Welsh_sunburn I managed to drink cava for 12 hours straight, ate that dense fruitcake that English pass off as wedding cake and got a severe sunburn, which one wouldn't imagine happening in Wales (the joke becoming that I was even pastier than the British). Somehow the event turned into a big drunk party and in the middle of the night a scary bonfire was built and my sister went wild throwing things into it and everyone ran and James's glasses got crunched (to survive, he had to buy chunky reading glasses at the airport, which made him look like a weirdo German tourist). We left around 3am, but the campers stayed up until sunrise. Most of my time in Wales was spent feeling incredibly tired and ill, likely from a nice jetlag/hangover combo. It was fun to see relatives and catch up over the weekend, but I was glad to move on to Spain by Monday. My stomach couldn't take another full English breakfast or fried potato.

Next up: mullets are alive and well in Barcelona.

Off Like a Dirty Shirt

Bon2 Ok, so apparently I'll be in Wales in like 12 hours. I've never been one for blogging on the go, so I have no idea if I'll post anything between now and when I return (in a measly week and a half). This vacation I'm determined to take lots of photos. I have a mental block with picture taking. I hardly ever indulge in NYC out of fear of being pegged as a tourist or some sort of rube. But in Europe I will be a tourist, duh, so I might as well have at it.

There was a handful of semi-interesting things that I was going to post here but now I'm running out of time so they'll have to wait.
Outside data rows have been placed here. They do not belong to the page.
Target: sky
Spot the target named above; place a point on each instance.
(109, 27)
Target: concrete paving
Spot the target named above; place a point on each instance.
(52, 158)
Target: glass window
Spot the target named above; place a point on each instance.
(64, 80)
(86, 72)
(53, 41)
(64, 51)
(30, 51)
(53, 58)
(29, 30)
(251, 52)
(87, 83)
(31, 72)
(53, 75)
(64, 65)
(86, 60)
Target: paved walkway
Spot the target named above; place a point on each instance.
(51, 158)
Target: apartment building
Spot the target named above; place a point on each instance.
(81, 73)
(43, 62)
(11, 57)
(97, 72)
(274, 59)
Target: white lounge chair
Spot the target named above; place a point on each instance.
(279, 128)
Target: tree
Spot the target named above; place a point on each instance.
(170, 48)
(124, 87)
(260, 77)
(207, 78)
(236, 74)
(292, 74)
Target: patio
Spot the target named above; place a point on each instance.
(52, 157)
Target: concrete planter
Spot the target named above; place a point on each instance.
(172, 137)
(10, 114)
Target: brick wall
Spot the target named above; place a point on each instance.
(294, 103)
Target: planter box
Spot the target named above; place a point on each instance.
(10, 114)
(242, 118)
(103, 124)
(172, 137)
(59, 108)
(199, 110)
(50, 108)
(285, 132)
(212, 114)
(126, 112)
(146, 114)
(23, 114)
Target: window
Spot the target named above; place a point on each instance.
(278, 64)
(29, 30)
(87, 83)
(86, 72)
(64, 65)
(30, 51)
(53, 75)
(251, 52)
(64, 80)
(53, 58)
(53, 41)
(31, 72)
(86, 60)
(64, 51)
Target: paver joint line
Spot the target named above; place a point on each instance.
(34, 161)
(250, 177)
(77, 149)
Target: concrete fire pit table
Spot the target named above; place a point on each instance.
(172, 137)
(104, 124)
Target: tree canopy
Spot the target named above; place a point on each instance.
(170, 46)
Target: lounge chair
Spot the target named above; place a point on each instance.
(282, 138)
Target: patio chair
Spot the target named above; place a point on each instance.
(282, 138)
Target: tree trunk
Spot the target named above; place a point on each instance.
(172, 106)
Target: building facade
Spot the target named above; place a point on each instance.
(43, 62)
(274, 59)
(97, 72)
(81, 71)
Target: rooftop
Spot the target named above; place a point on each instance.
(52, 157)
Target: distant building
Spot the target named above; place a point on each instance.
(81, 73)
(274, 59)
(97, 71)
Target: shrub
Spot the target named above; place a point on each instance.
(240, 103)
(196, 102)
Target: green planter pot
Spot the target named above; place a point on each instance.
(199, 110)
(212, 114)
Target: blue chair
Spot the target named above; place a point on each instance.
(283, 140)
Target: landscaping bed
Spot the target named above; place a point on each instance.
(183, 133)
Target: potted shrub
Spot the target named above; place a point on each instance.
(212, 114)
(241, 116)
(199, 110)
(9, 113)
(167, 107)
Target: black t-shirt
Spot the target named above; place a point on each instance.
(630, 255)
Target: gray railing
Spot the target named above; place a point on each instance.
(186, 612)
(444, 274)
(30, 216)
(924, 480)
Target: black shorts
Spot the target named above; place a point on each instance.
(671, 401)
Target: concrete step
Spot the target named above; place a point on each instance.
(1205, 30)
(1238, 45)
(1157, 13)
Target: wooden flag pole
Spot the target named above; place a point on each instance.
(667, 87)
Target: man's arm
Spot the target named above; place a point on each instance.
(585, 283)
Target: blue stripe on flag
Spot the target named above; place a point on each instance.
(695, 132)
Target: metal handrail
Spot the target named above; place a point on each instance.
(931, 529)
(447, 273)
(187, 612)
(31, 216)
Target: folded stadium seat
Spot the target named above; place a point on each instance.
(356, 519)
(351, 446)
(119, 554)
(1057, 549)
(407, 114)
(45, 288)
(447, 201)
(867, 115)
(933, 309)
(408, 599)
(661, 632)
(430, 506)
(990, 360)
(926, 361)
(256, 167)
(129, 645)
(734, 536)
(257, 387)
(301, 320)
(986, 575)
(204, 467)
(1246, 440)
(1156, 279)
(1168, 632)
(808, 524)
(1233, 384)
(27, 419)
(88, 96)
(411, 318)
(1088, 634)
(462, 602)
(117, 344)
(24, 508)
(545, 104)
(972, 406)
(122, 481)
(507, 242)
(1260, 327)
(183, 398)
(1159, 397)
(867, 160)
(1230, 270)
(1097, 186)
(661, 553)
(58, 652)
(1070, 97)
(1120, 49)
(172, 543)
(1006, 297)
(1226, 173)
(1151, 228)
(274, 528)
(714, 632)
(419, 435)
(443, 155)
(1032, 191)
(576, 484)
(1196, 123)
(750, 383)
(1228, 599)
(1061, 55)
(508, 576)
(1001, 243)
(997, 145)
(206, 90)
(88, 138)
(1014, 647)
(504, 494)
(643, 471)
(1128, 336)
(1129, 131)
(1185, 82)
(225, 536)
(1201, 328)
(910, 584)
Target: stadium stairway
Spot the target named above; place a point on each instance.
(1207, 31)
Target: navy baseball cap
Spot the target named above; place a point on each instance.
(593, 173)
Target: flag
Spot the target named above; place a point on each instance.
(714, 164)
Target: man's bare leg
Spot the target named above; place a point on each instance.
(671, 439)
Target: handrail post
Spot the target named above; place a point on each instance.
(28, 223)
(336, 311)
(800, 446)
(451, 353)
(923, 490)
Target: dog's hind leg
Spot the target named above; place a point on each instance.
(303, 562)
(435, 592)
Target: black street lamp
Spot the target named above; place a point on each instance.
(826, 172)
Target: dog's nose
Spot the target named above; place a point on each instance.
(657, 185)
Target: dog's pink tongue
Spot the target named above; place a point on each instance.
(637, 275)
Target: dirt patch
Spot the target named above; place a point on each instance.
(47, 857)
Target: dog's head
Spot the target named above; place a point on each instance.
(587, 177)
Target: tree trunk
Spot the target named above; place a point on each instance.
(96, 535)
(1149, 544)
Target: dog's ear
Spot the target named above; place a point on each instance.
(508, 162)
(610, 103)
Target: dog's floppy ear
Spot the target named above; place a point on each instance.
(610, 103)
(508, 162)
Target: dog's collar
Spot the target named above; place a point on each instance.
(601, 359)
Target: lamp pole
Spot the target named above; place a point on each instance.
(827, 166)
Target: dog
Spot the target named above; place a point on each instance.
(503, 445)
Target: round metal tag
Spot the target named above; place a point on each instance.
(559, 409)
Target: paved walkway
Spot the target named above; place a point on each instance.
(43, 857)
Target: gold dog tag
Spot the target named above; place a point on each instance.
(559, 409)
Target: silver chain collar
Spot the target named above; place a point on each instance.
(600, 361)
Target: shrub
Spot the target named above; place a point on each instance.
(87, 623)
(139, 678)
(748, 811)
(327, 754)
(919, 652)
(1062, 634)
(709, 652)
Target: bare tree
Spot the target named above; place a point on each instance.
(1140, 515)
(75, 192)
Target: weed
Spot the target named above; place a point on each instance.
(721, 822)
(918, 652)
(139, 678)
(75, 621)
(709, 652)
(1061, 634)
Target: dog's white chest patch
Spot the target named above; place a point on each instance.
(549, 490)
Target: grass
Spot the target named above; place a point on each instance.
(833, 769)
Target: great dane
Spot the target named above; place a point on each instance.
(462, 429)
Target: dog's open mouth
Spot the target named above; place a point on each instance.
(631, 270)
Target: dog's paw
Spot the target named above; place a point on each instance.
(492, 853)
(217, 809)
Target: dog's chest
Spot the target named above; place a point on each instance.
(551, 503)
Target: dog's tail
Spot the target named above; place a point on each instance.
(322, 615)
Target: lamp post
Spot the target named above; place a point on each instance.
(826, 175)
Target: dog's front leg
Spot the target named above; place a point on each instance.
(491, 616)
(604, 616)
I even had the day off yesterday because I miscalculated when I was leaving town when I asked for the time off work. Normally, I might be concerned about wasting one of my precious ten days off, but it wasn't a waste because I unexpectedly had a most promising meeting yesterday. I think anyone would agree that getting jobs that you haven't even applied for is a good route (plus, it distracted me from the Forbes rejection I received on Tues. I was actually relieved by that since the atmosphere struck me as classic nutty, downtrodden corporate library). If all goes as planned, I might have something new to look forward to when I get back from vacation.